Bekende wedstrijdparcoursen zijn vanaf Lisse tot aan de Zilk. Dit omdat je hier een redelijk graskant hebt en tussen Lisse en Hillegom bovendien het voordeel dat de weg vanaf beide kanten doodlopend is. Het stuk tussen Leiden en Lisse kant wel leuke plekkjes maar onvoldoende groot om een behoorlijke wedstrijd aan te vissen. De zomeravond wedstrijdjes werden wel veelal ter hoogte van Noordwijkerhout gehouden, maar het kantje is daar smal en steil.

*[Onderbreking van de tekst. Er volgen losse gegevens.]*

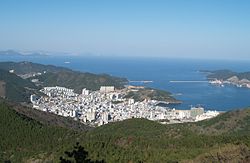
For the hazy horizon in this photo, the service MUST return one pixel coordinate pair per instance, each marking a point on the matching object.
(169, 29)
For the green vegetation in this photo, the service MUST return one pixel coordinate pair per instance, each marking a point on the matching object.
(153, 94)
(60, 76)
(25, 140)
(17, 89)
(225, 138)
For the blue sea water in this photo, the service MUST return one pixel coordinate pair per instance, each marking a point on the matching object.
(161, 71)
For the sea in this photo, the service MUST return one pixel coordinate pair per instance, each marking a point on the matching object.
(162, 72)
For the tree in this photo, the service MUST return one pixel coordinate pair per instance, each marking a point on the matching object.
(78, 155)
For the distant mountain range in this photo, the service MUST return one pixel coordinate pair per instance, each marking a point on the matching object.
(18, 77)
(240, 79)
(16, 53)
(47, 75)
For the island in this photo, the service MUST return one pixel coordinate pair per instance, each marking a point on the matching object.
(31, 77)
(222, 77)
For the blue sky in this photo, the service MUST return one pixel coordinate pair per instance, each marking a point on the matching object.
(168, 28)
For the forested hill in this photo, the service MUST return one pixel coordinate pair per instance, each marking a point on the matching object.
(52, 76)
(226, 138)
(16, 88)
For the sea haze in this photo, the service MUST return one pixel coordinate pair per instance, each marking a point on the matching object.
(161, 72)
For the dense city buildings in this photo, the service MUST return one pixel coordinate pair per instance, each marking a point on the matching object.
(96, 108)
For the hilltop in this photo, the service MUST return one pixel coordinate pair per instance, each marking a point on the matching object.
(48, 75)
(222, 139)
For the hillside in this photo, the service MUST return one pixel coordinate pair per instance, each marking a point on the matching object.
(147, 141)
(78, 80)
(63, 76)
(16, 88)
(26, 138)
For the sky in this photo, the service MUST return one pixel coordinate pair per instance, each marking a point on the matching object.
(214, 29)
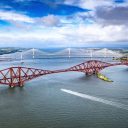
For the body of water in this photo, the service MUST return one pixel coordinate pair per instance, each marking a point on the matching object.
(43, 103)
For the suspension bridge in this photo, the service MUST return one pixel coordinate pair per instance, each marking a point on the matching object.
(17, 76)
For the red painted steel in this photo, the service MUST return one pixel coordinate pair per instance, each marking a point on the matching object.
(16, 76)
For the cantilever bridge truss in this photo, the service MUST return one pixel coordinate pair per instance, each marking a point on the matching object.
(17, 76)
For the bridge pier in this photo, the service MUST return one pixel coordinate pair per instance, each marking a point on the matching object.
(21, 84)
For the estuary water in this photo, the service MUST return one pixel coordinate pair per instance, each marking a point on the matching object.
(65, 100)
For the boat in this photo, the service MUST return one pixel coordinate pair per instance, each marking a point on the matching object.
(102, 77)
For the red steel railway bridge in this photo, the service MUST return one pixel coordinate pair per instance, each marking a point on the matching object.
(17, 76)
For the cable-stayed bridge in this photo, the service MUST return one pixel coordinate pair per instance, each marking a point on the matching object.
(68, 52)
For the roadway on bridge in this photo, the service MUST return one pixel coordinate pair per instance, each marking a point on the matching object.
(41, 103)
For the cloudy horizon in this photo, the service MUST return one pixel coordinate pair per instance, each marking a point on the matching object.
(63, 23)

Het schijnt dat de Leidse Hengelaarsbond bezig is de visrechten in het Leidse stuk van de Trekvaart te pachten. Wat dit voor de wedstrijdvisser gaat betekenen weet ik nog niet maar voor de vrije visser zal dit niet veel uitmaken wanneer men zich tot een hengel beperkt. Voor het vissen met meerdere hengels zult u waarschijnlijk lid van deze bond moeten worden. De zelfde regels gelden al jaren voor de Ringvaart met dat verschil dat deze van de Leidse, de Haarlemse en de Amsterdams samen is waarbij het lidmaatschap van een van deze drie verenigingen volstaat.